My recent focus on Machine Learning and language models quickly made it clear that I was going to need a much stronger grasp of probability theory and linear algebra. While programming problems have usually been solvable by butting my head against them enough times, ML is different. To really understand the models there is a mountain of math that must be understood and cannot be faked or waded through. Previous attempts at learning have been met with mixed success - several times over my adult life I have purchased a linear algebra textbook, started reading through it, and tried to muddle through. I never had much luck, but fortunately the ability to learn this outside of a formal classroom setting has recently had some step change improvements. The path I took was Math Academy to classes from MIT’s EdX Data Science MicroMasters.
If not familiar, Math Academy is an online learning platform that structures math learning in an opinionated way. It uses some clever techniques such as a dependency graph, spaced repetition and direct text based lessons to build proficiency at a place the software assesses is the learner’s frontier of knowledge. While the program started out of an experimental California High School program, the web based platform has been popular with adult learners in addition to children as it has classes all the way up to university-level coursework.
While I found Math Academy was not enough on its own, it was the key piece that let me overcome the initial push to start learning. I started at Math Foundations II, which is mostly early High School math and realized there were some real and fundamental gaps in my mathematical foundations which had made previous efforts to learn much more difficult than they should be. While this meant I was revisiting Trig and factoring polynomials, after a few months of focused effort, I was back to the edge of what I learned the first time around. After progressing from Foundations II to III to Math for Machine Learning I was being exposed to things I had not studied previously. This is also where Math Academy on its own was not enough.

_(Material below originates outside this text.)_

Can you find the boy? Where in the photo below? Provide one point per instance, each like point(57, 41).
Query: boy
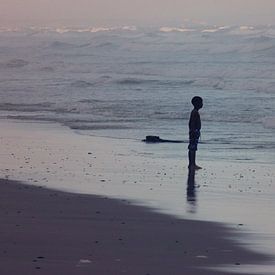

Enter the MITx Data Science MicroMasters program. The program is taught by MIT faculty and “designed to mirror on-campus graduate-level coursework—featuring a similar pace and level of rigor as on-campus courses at MIT”. Each class is a 10-15 hr per-week commitment. I started with the Machine Learning course which is taught by some world-class professors (Regina Barzilay). The course began with a test of the calc and linear algebra prerequisites, and the fact that these were all familiar and approachable was a testament to Math Academy. (For anyone considering this course there are python pre-reqs of at least one intro-level class).
So has this been a success? It has certainly been effective for getting over the initial hurdle of learning - previous attempts at learning Math have been picking up a Linear Algebra book and sitting down and reading like until I lost interest. A separate question is have these learning methods taught me to a useful level of expertise? I can now much more effectively read ML papers, and have been able to apply these tools to projects when I might have tried a more brute force approach previously. If trying to learn outside of a classroom, I think neither resource is enough on its own, but together they offer something comparable.